For more than half a year, management at Nestlé Fiji have been stone-walling negotiations with the IUF-affiliated Fiji Sugar and General Workers' Union (FSGWU), which represents Nestlé workers and who make Maggi Noodles for the New Zealand market.
In 2006 Nestlé has reported record net profits of US$7.6 billion (an increase of almost 14% from 2005) and sales of almost US$80 billion (up 8.1% on 2005).
This means that Nestlé's profits alone are more than three times the Gross National Income (GNI) of Fiji and its sales are about the same as New Zealand's GNI.
Given these record profits it is nothing short of a scandal that the company continues to insist that workers in Fiji remain on below poverty line wages.
Fiji's poverty line was defined as F$3.50 (US$2.10) an hour several years ago, a figure which does not take into account the cost of housing, while Nestlé management have simply refused to increase wages beyond F$2.70 an hour.
During 2006 management intransigence led workers at the Nestlé factory to vote overwhelmingly to take industrial action in September 2006.

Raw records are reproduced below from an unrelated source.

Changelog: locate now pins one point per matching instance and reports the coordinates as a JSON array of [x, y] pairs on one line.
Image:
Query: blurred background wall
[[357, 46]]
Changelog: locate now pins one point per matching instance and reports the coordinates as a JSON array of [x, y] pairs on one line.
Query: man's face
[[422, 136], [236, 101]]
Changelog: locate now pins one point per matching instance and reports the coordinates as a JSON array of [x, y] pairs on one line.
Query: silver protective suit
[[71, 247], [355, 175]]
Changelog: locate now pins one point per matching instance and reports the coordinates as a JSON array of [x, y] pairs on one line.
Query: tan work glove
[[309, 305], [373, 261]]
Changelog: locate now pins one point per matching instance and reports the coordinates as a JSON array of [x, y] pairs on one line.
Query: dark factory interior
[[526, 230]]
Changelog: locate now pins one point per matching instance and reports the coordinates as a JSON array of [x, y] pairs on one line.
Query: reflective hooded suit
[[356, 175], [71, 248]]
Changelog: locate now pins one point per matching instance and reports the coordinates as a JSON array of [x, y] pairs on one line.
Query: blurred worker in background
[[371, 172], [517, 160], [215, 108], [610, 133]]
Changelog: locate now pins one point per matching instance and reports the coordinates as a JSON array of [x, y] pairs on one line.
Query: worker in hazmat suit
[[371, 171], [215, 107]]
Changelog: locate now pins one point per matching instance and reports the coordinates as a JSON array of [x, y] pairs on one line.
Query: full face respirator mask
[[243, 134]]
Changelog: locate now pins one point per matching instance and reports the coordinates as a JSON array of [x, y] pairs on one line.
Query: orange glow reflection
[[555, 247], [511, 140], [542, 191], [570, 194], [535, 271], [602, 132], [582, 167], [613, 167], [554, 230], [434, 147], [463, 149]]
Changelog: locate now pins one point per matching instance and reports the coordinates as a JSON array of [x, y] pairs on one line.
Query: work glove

In October 2006, IUF-affiliated unions representing Nestlé workers in the region wrote to Nestlé headquarters in Switzerland voicing their dissatisfaction with sub-poverty line wage rates, protesting at the failure of management to bargain in good faith and stating their solidarity with
workers in Fiji.
Whether Nestlé's actions could have ramifications for the popularity of its products is very hard to tell, but, in general, consumers, 22% of whom in New Zeland also happen
to be union members, are often very wary of buying products tainted with injustice.